Swartz threw for 202 yards on 15 of 22 passing and ran for 120 as Washington defeated Laurel Highlands, 48-21.

Spencer had 203 passing yards, completing 17 of 27 throws, and 116 yards rushing in a 21-0 victory over Penn Hills.

2. Keeping a secret

Sometimes coaches keep their secret weapons secret. Sometimes they’d rather show everybody right away and make future opponents worry.

Consider Pine-Richland’s decision to onside kick.

The Rams scored on the opening possession Friday night, immediately recovered an onside kick and quickly scored again in a 21-0 victory over Penn Hills. Kicker Zach Waryanka recovered his own kick. The onside decision was strategic, for that moment and maybe for later in the season.

“We want to attack in all phases and make teams be weary of that stuff,” Pine-Richland coach Eric Kasperowicz said. “Put it on film early, and now teams have got to be ready for it.”

Much the same way Pine-Richland spent time this week preparing for a 2-point conversion play Penn Hills runs. The Indians were shut out, so they never had a chance to try it.

“They run this wacko formation, and we took freakin’ 10 minutes two days practicing it,” Kasperowicz said. “We had to prepare for it.”

But Kasperowicz didn’t think seeing the onside kick on film would surprise too many teams.

“If people don’t know that about us by now, then they don’t watch much tape,” he said.

3. Class 5A deep again

The WPIAL’s deepest classification last season was arguably Class 5A ,and that doesn’t seem to have changed.

Gateway, Peters Township and Penn-Trafford, the top teams in the Trib rankings, celebrated dominant Week Zero wins. They outscored opponents 133-27. But a few other teams, including Upper St. Clair and Mars, also made strong season debuts.

Led by Josh Casilli and Ryan Magiske with two touchdowns each, Peters Township defeated Fox Chapel, 45-0. Gateway defeated Mt. Lebanon, 46-20, with four touchdowns from Derrick Davis. Penn-Trafford won 42-7 over Norwin with three touchdowns from Caleb Lisbon.

4. Mapletown celebrates

Mapletown had waited almost two years, so Friday night’s victory was reason to celebrate. The Maples ended a 16-game losing streak with a 29-6 victory over Avella.
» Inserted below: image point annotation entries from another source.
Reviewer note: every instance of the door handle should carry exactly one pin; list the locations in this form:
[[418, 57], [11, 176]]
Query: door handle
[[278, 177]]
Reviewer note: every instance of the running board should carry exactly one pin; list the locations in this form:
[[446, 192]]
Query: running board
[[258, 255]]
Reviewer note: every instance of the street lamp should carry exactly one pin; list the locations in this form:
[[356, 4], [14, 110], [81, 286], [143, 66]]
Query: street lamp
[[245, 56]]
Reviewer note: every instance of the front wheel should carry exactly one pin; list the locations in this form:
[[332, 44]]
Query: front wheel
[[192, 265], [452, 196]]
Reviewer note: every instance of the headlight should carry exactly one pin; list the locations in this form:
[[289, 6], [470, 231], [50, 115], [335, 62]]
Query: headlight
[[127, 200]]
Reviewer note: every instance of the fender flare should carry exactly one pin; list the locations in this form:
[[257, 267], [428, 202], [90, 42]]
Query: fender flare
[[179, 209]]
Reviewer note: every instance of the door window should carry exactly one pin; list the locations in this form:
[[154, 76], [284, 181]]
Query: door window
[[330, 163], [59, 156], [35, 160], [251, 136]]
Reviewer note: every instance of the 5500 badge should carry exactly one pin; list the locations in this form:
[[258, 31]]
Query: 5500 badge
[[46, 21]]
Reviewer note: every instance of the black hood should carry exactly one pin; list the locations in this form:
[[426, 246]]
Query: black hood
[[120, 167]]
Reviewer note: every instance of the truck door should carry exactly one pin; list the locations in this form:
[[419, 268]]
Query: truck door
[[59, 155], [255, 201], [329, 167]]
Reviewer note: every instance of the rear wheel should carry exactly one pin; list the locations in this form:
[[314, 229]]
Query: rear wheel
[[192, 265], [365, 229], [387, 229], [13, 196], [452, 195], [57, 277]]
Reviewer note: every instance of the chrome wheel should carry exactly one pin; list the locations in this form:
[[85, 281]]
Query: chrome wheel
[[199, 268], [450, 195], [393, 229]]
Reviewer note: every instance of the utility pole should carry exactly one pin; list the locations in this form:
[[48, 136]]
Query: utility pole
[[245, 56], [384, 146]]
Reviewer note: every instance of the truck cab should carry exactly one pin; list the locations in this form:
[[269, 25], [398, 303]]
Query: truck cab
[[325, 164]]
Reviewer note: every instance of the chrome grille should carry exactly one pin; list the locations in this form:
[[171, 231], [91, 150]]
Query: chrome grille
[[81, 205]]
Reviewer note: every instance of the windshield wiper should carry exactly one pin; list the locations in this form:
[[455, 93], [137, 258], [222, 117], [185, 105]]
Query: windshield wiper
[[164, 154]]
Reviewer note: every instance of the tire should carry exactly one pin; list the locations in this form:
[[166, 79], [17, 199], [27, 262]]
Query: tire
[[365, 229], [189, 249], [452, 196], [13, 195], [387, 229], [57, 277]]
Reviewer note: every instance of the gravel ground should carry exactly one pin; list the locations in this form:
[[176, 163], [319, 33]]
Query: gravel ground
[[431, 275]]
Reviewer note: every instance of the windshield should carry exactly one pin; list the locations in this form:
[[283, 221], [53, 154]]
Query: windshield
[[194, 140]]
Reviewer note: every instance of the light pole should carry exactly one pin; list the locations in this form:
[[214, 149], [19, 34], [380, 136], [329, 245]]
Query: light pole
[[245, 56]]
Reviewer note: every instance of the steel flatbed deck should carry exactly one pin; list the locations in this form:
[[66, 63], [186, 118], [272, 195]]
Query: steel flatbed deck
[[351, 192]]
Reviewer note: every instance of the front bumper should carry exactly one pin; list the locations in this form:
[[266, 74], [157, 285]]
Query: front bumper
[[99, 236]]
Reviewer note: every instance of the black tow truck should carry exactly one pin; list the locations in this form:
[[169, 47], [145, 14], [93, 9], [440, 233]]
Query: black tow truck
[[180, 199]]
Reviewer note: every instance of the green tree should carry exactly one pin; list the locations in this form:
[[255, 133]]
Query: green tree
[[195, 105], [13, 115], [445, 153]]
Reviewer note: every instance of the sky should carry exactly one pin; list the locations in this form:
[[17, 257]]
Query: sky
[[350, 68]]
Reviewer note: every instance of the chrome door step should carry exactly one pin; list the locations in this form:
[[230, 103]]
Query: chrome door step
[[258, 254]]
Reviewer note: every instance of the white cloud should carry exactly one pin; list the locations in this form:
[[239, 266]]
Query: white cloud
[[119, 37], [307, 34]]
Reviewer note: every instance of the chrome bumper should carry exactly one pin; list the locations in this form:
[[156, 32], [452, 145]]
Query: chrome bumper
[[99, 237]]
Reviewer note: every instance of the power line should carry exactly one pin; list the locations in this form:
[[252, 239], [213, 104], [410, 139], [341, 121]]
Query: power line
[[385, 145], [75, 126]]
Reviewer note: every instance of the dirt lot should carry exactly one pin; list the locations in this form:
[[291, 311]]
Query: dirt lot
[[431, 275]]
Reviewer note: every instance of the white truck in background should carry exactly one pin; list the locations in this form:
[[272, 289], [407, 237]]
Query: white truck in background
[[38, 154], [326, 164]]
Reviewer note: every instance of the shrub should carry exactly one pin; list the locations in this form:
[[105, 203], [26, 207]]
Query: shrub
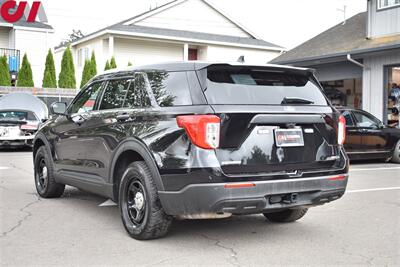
[[5, 79], [66, 77], [25, 74], [113, 64], [107, 66], [49, 75], [86, 73]]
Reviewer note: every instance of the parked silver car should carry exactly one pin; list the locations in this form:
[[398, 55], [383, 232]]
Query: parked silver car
[[20, 117]]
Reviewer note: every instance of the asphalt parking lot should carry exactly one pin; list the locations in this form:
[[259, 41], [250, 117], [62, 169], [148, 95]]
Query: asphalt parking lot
[[362, 228]]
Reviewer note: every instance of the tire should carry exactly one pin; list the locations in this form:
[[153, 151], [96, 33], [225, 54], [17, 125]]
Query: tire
[[140, 207], [286, 215], [46, 186], [396, 153]]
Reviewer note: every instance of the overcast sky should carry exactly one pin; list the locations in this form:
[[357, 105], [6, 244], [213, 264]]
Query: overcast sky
[[284, 22]]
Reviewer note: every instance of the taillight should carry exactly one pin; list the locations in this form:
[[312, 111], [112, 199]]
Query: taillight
[[341, 130], [203, 130]]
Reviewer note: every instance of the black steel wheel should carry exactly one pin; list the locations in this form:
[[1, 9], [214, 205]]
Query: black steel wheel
[[141, 211], [136, 202], [46, 186]]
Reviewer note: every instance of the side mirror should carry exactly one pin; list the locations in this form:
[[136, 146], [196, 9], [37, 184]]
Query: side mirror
[[58, 108]]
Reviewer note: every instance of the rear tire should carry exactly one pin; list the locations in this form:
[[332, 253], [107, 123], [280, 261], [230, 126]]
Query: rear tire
[[46, 186], [396, 153], [141, 211], [286, 215]]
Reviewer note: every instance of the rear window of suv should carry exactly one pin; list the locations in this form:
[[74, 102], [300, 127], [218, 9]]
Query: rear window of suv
[[252, 86], [170, 88]]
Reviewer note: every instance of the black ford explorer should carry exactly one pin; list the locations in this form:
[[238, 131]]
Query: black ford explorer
[[196, 140]]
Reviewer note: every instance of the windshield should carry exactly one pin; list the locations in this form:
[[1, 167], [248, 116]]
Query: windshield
[[250, 86], [16, 115]]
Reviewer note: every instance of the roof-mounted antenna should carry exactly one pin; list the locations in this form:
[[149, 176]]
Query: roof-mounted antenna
[[241, 59], [344, 13]]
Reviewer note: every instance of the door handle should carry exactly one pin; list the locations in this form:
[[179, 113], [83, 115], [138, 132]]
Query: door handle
[[123, 117]]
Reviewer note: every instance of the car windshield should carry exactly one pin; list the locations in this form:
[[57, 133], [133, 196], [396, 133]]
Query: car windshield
[[245, 85], [13, 115]]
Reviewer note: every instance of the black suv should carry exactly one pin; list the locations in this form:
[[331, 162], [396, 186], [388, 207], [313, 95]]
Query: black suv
[[196, 140]]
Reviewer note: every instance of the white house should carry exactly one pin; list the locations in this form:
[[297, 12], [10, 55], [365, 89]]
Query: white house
[[33, 38], [179, 30]]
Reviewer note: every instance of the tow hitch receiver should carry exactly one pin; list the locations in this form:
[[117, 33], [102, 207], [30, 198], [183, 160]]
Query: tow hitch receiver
[[285, 199]]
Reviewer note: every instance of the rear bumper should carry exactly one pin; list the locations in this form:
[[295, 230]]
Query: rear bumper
[[197, 199], [16, 141]]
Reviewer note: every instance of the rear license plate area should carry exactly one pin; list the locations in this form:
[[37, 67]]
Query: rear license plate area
[[288, 137]]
“It was just a great win for us,” coach George Messich said. “We started three freshmen and four sophomores. We’re pretty young, but it’s a good group of kids. For them to start their season with a win, I think it was huge for them.”

The team’s last win was Sept. 15, 2017, also against Avella.

Avella and Mapletown, who share a Class A conference, will play again in Week 8 at Avella. It’s the second year in a row the two small schools played a home-and-home series.

Their enrollments are tied as fourth smallest in the state. In the latest PIAA enrollment numbers, Mapletown and Avella each listed 61 boys in Grades 9-11.

“When I look at Avella and then look at Mapletown, it’s like looking at the same school,” Messich said. “We’ve always had good competition with each other. We’re real good friends with the coaches. Their players are just like ours, and we always match up good.

“I told (Avella coach) Ryan Cecchini, if we played 10 games every year, we’d probably be 5-5 and everybody would be happy.”

5. Home-field advantage

When it comes to schools with a home-field advantage, Aschman Stadium in Aliquippa or Thomas Jefferson’s Jaguar Stadium come to mind.

But what about South Fayette’s field?

Friday’s loss to Upper St. Clair was South Fayette’s first regular-season home loss in eight years. The last regular-season opponent to win there was Seton LaSalle on Oct. 21, 2011.

The Lions lost at home to New Castle in the 2016 playoffs, but they had won 34 in a row in the regular season.